Долго молчал Пантелей Прокофьевич, повесив седую голову; а когда поднял ее – строг и жесток был взгляд.
– Чего это у тебя в графине?
– Спирток. С Кавказа привез племянник.
– Ну, давай, кум, помянем Каледина, покойного атамана. Царство ему небесное!
Выпили. Дочь хозяина, высокая веснушчатая девка, подала закусить.
Пантелей Прокофьевич сначала поглядывал на кобылу, понуро стоявшую возле хозяйских саней, но кум его уверил:
– Не беспокойся об лошади. Велю напоить и корму дать.
И Пантелей Прокофьевич за горячим разговором и за графином вскоре забыл и про лошадь, и про все на свете. Он несвязно рассказывал о Григории, спорил о чем-то с захмелевшим кумом, спорил и после не помнил о чем.

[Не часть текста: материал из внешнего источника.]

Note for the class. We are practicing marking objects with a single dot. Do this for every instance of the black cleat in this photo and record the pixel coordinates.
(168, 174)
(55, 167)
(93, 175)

Встрепенулся уже вечером. Не глядя на упрашивания остаться ночевать, решил ехать. Кобылу запряг ему хозяйский сын, сесть в сани помог кум. Он надумал проводить гостя; рядом легли они в розвальнях, обнялись. Сани у них зацепились в воротах, потом цеплялись за каждый угол, пока не выехали на луг. Тут кум заплакал и добровольно упал с саней. Долго стоял раком, ругался, не в состоянии подняться на ноги. Пантелей Прокофьевич погнал кобылу рысью, не видел, как провожающий его кум ползет по снегу на четвереньках, тычась носом в снег, счастливо хохочет и просит хрипком:
– Не щекоти!.. Не щекоти, по-жа-лу-ста!
Несколько раз огретая кнутом, кобыла Пантелея Прокофьевича шла шибкой, но неуверенной, слепой рысью. Вскоре хозяин ее, одолеваемый хмельной дремотой, привалился к стенке саней головой, замолк. Вожжи случайно оказались под ним, и кобыла, не управляемая и беспомощная, сошла на тихий шаг. На первом же свилке она сбилась на дорогу к хутору Малый Громченок, пошла по ней. Через несколько минут потеряла и эту дорогу. Шла уже целиной, бездорожьем, стряла в глубоком у леса снегу; храпя, спускалась в ложбинки. Сани зацепились за куст – и она стала. Толчок на секунду пробудил старика. Пантелей Прокофьевич приподнял голову, крикнул сипло:
– Но, дьявол!.. – и улегся снова.
Кобыла благополучно миновала лес, удачно спустилась на Дон и по ветру, доносившему с востока запах кизячного дыма, направилась к хутору Семеновскому.
В полуверсте от хутора, с левой стороны Дона, есть прорва, в нее веснами на сбыве устремляется полая вода. Около прорвы из супесного берега бьют ключи – лед там не смерзается всю зиму, теплится зеленым широким полудужьем полынья, и дорога по Дону опасливо обегает ее, делает крутой скачок в сторону. Весною, когда через прорву могучим потоком уходит обратно в Дон сбывающая вода, в этом месте крутит коловерть, ревет вода, сплетая разнобоистые струи, вымывая дно; и все лето на многосаженной глубине держатся сазаны, прибиваясь к близкому от прорвы дряму, наваленному с берега.